VPU Architecture

The Virtual Processing Unit (VPU) is a programmable vector processor designed for graphics and image manipulation. This document describes the hardware at a conceptual level so that software authors can understand how programs are executed. All numeric values refer to the actual hardware configuration used by the emulator.

Overview

A single VPU core uses a wide SMT design to hide latency. Up to 96 hardware threads share one execution pipeline. Threads are grouped into thread groups of four. All four threads in a group execute in lockstep and share a program counter. The VPU can schedule up to 20 active groups at a time, while maintaining state for another 28 queued groups for a total of 48 groups.

Each VPU system contains one or more cores connected to a common memory bus through an L2 cache and DMA engine. The global memory interface supports asynchronous reads, atomic updates and block transfers via DMA. Each core also includes several kinds of local memory and numerous register files. The following sections describe each component in detail.

Execution Pipeline

The pipeline of a core is organised as fetch, decode, operand collection, execute and writeback stages. Instructions are 64 bits wide and hold the opcode plus configuration for input swizzles, masking and writeback conditions. On each cycle the scheduler selects a thread group to issue. Because at most 20 groups can be active, other groups wait in a FIFO until a slot becomes free.

Threads have individual condition flags used for branching and masking.

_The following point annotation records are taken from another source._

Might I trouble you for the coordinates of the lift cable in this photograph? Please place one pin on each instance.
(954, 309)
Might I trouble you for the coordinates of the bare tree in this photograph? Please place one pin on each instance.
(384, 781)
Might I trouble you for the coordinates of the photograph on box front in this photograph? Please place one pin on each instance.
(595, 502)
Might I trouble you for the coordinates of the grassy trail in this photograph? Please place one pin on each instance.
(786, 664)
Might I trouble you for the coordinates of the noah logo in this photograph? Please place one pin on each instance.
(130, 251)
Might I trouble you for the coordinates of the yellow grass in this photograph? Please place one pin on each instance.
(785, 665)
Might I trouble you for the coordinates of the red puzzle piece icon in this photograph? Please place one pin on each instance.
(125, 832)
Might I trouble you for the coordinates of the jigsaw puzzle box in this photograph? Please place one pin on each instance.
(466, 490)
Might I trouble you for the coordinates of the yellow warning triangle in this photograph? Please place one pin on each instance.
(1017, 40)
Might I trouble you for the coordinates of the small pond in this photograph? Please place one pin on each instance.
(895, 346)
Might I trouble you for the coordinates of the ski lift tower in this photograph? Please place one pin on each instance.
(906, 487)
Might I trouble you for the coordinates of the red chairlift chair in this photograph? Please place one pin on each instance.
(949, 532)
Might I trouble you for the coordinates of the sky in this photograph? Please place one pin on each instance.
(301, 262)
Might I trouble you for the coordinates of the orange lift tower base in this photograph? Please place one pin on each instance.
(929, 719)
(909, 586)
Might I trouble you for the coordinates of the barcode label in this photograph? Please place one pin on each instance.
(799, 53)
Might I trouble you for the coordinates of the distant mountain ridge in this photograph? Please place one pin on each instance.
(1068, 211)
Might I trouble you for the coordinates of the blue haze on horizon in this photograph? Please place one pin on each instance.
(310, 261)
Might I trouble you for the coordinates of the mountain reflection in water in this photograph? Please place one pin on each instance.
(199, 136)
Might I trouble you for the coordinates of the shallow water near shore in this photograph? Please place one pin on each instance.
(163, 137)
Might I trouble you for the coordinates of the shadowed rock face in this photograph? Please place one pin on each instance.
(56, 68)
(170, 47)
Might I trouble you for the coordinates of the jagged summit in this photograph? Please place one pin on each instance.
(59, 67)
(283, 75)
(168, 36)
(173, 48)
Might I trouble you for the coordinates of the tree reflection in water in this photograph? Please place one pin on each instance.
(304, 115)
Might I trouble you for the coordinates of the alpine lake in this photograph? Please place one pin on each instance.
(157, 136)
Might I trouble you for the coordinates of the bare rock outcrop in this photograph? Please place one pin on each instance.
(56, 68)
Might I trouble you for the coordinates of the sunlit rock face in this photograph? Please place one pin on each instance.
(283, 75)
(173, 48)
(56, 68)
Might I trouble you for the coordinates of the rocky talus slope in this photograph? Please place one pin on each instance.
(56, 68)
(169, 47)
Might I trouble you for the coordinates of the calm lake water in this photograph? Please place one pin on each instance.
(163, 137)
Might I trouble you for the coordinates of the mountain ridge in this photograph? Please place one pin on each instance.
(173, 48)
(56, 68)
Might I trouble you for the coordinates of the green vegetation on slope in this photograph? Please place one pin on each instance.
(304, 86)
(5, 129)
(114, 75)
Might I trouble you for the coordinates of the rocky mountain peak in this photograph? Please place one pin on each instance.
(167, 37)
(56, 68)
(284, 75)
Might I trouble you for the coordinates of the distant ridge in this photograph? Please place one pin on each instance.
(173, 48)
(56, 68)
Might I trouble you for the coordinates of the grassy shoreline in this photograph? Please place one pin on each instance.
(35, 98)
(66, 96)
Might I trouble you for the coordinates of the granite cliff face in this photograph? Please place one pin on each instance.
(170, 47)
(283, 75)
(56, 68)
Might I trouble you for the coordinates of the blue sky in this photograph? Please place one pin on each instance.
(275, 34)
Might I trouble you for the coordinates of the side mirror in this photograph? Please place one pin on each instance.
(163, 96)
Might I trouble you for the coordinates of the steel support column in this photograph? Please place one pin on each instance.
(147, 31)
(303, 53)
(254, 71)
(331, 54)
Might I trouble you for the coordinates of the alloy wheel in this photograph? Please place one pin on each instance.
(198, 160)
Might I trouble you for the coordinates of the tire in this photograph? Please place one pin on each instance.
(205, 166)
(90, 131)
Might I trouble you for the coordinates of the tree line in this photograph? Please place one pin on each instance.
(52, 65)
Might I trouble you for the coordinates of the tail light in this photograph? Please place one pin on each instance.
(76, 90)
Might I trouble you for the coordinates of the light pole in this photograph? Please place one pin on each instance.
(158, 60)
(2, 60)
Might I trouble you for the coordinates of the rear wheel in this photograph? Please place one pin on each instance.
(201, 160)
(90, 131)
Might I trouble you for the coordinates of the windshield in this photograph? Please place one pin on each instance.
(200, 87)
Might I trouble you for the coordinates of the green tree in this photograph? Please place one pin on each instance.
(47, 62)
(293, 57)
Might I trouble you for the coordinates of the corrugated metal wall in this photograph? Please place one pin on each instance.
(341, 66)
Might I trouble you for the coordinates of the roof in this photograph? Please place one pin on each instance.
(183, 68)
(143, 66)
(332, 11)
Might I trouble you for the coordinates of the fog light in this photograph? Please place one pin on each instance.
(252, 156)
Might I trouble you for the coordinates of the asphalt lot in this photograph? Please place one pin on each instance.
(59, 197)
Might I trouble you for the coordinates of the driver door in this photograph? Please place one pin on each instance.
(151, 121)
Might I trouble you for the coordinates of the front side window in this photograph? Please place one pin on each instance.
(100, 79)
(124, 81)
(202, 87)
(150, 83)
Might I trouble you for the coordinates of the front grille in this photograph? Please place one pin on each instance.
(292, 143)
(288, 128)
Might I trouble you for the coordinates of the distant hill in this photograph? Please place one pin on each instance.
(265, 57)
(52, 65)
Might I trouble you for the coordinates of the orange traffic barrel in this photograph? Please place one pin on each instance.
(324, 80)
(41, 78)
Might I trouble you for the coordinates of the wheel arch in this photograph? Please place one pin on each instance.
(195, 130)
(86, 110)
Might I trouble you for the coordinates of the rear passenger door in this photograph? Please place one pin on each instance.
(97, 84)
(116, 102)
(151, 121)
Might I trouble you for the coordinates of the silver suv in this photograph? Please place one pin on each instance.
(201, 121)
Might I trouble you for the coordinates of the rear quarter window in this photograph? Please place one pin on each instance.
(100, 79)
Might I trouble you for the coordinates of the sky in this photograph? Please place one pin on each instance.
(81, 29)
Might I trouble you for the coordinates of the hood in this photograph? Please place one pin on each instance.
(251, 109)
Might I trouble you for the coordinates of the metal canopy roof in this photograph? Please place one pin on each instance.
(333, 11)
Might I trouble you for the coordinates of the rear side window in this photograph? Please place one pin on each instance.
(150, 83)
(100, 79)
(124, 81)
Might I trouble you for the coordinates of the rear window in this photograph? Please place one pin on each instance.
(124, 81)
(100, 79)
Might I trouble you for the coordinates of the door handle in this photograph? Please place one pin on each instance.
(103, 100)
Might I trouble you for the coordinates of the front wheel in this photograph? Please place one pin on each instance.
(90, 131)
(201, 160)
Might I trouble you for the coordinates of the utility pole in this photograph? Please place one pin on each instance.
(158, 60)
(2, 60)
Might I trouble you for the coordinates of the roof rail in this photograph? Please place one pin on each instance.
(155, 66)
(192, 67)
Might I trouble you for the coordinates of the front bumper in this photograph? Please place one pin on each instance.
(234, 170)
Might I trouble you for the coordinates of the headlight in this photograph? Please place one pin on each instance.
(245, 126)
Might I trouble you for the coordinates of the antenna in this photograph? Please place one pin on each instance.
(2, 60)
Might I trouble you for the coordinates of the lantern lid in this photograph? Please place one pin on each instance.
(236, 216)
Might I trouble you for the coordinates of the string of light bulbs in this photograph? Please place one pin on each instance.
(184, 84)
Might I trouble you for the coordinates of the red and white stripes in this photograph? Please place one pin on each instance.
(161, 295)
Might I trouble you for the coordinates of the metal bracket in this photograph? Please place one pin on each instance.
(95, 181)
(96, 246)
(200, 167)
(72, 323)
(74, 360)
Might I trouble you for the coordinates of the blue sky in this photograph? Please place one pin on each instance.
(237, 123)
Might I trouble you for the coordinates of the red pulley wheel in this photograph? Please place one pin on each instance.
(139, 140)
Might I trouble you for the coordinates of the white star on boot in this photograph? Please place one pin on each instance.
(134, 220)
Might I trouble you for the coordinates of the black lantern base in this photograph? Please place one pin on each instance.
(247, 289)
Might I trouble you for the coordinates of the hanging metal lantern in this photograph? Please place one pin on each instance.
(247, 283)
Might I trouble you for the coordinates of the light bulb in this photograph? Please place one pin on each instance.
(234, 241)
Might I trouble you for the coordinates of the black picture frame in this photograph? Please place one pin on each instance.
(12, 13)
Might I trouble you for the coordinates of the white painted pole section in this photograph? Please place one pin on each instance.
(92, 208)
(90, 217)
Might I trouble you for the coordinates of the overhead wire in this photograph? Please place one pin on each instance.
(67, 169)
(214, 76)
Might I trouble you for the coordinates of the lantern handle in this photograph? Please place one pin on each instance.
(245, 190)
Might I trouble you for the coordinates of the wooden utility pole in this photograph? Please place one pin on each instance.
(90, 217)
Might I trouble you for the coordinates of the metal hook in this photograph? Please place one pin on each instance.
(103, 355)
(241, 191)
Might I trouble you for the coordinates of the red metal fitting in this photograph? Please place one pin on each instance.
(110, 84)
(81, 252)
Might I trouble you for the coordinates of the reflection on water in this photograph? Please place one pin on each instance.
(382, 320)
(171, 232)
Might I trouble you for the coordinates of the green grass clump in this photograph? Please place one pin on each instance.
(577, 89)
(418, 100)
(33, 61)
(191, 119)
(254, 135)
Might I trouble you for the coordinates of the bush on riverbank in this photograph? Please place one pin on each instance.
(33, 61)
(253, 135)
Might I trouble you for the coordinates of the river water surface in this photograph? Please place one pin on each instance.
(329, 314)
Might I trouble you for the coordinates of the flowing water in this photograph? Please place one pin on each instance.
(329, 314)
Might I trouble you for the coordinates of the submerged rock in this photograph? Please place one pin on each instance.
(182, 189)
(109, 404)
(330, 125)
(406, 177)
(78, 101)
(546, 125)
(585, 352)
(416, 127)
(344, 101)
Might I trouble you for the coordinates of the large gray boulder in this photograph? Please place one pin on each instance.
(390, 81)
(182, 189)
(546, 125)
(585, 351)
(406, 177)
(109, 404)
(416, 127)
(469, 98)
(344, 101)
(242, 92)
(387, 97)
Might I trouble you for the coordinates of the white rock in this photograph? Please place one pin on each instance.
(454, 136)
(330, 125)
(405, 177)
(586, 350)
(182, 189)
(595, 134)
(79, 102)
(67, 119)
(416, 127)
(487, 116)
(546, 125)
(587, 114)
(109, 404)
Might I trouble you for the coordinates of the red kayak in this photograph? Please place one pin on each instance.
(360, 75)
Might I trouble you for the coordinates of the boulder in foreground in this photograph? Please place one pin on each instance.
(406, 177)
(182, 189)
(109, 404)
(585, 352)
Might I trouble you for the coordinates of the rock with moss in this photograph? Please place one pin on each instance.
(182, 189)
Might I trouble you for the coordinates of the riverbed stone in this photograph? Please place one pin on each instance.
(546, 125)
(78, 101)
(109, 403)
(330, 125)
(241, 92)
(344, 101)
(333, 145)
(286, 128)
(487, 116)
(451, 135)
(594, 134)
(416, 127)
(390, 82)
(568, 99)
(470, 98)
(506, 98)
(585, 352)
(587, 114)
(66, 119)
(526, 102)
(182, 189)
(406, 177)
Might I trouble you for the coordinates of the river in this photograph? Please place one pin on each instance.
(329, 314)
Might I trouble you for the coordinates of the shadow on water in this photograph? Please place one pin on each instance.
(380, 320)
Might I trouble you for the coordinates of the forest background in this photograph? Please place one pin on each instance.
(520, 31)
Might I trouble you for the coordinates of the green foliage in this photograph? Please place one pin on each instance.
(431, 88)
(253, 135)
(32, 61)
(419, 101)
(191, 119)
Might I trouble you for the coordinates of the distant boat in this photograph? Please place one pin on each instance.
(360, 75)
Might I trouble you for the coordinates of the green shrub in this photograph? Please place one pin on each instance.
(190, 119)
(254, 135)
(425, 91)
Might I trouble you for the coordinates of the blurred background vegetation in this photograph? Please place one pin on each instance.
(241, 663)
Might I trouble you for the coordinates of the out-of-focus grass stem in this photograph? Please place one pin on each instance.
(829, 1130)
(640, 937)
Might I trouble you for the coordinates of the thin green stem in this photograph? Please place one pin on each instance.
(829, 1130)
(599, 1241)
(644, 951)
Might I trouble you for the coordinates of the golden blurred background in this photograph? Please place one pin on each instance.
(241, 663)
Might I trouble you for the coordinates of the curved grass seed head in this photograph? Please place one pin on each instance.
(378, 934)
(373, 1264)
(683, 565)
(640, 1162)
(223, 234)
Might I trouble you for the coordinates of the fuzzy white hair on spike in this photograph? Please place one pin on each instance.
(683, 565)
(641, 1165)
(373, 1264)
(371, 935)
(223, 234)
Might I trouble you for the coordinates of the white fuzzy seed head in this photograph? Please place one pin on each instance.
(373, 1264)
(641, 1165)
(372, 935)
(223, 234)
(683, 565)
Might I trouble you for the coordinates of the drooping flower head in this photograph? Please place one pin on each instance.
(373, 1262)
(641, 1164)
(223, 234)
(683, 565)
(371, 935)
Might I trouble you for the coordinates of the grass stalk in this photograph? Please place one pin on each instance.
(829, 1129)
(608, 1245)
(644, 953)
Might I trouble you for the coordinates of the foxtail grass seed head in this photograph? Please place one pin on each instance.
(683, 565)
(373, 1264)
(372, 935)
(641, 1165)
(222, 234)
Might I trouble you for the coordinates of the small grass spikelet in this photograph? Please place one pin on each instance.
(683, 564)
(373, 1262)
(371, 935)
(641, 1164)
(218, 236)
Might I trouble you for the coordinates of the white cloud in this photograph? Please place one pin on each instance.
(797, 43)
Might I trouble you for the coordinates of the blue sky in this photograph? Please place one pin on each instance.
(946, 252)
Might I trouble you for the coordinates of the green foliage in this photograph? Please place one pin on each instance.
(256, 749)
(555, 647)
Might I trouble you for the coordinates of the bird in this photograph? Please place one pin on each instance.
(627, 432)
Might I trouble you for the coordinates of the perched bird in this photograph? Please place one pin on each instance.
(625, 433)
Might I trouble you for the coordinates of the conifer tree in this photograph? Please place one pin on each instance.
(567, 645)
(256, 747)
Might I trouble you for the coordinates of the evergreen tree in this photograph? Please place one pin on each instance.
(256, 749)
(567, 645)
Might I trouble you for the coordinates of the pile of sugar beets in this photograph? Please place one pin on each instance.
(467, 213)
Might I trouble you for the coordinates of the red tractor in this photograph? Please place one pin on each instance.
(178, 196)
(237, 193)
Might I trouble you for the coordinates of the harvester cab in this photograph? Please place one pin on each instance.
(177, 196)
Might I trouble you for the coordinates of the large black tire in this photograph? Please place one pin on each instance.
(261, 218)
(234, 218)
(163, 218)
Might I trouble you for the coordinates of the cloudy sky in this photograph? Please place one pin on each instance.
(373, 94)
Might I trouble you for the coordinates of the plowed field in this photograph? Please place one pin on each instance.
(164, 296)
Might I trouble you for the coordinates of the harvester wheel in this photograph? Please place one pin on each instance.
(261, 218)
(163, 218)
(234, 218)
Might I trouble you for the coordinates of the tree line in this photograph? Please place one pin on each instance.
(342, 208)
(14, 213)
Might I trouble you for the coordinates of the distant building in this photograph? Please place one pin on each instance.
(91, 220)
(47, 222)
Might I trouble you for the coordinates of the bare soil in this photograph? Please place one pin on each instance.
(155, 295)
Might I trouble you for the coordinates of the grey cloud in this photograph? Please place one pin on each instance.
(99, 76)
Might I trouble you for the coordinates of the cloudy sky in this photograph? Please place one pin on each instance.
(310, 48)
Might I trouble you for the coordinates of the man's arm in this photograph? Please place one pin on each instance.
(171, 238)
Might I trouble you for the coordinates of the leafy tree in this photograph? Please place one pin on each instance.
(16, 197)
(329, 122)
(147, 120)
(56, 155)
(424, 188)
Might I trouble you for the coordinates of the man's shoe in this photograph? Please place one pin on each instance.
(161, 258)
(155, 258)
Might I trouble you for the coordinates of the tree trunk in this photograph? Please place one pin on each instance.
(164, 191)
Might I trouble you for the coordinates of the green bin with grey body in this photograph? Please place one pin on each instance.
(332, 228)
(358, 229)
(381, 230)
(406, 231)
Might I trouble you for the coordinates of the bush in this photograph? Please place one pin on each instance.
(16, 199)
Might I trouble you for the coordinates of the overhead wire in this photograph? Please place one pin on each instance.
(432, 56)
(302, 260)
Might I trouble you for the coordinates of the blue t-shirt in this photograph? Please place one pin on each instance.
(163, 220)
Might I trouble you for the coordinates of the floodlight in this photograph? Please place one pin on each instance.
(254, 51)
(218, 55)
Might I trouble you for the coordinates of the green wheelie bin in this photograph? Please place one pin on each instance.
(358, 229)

Divergent branches mask inactive threads until they reconverge with a Sync instruction. If all threads in a group exit, the group is returned to the free pool.

Register Files

Three register spaces are visible to shader programs:

Local registers – each thread owns 16 vector registers (64 bits each) used for temporary values.
Shared registers – each group shares 16 registers that all threads can access.
Global registers – four banks exist, with 32 registers per bank. When work is spawned, the launching program selects which bank is visible to the spawned group.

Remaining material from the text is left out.